OREGANO, TURKISH Origanum tyttanthum This oregano is one of the very best flavored oreganos for cooking. Sadly, it’s not so easy to propagate. Someday we’ll have enough of this plant to feature it in the newsletter and then everyone will know how tasty it is. Pale pink or white flowers. 18″ tall. Zone 5.
PARSLEY, ITALIAN Petroselinum neapolitanum ‘Giant of Italy’ This Italian parsley selection is the best for flavor and productivity. Upright habit. 15″ tall. Biennial. Zone 4.
ROSEMARY, ARP, Rosmarinus officinalis Narrow evergreen leaves make rosemary a very attractive ornamental herb. Arp is know as one of the hardiest varieties, surviving some winters outside in the ground in Pueblo and Denver. Very drought tolerant. Zone 6.
ROSEMARY, TUSCAN BLUE Rosmarinus officinalis Bushy and upright form, with deep blue flowers and large leaves. Favorite of chefs. Hardy to zone 8.

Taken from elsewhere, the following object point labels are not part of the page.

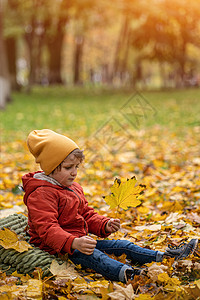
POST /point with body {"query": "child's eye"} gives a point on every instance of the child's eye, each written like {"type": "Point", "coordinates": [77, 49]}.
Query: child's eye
{"type": "Point", "coordinates": [67, 168]}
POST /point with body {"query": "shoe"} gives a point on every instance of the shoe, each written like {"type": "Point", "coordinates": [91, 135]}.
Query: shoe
{"type": "Point", "coordinates": [182, 251]}
{"type": "Point", "coordinates": [129, 274]}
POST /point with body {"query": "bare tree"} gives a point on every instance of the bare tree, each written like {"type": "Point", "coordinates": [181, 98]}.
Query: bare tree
{"type": "Point", "coordinates": [5, 88]}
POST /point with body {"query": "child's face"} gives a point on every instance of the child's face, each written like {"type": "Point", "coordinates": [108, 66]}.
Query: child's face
{"type": "Point", "coordinates": [67, 174]}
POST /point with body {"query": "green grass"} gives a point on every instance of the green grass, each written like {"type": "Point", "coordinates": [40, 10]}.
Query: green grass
{"type": "Point", "coordinates": [83, 111]}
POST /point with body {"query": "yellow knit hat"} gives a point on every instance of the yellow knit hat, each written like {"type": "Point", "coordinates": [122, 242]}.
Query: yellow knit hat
{"type": "Point", "coordinates": [49, 148]}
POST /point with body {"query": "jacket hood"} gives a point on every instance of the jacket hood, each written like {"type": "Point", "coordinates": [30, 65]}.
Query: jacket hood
{"type": "Point", "coordinates": [30, 184]}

SAGE Salvia officinalis Gray leaves and blue flowers make this an attractive plant in the landscape as well as a delicious seasoning in the kitchen. 24″ tall. Zone 5.
SCENTED GERANIUMS, ‘ATTAR OF ROSES’ Sweet and strong rose fragrance. The edible flowers are pink with tiny purple purple stripes on the top petals. 2′ tall. Tender perennial. Makes a good houseplant in winter.
THYME, ENGLISH Thymus vulgaris This is the classic thyme; great used fresh or dried. A tidy well-branched shrubby plant that does best in full sun and scoffs at poor soil and scant watering. 6″ to 12″. Zone 4.
THYME, VARIEGATED LEMON Thymus x citriodorus ‘Aureus’ Variegated, gold and green, 12″ shrub smells as good as it looks. Essential to flavor fish and chicken dishes. Zone 5.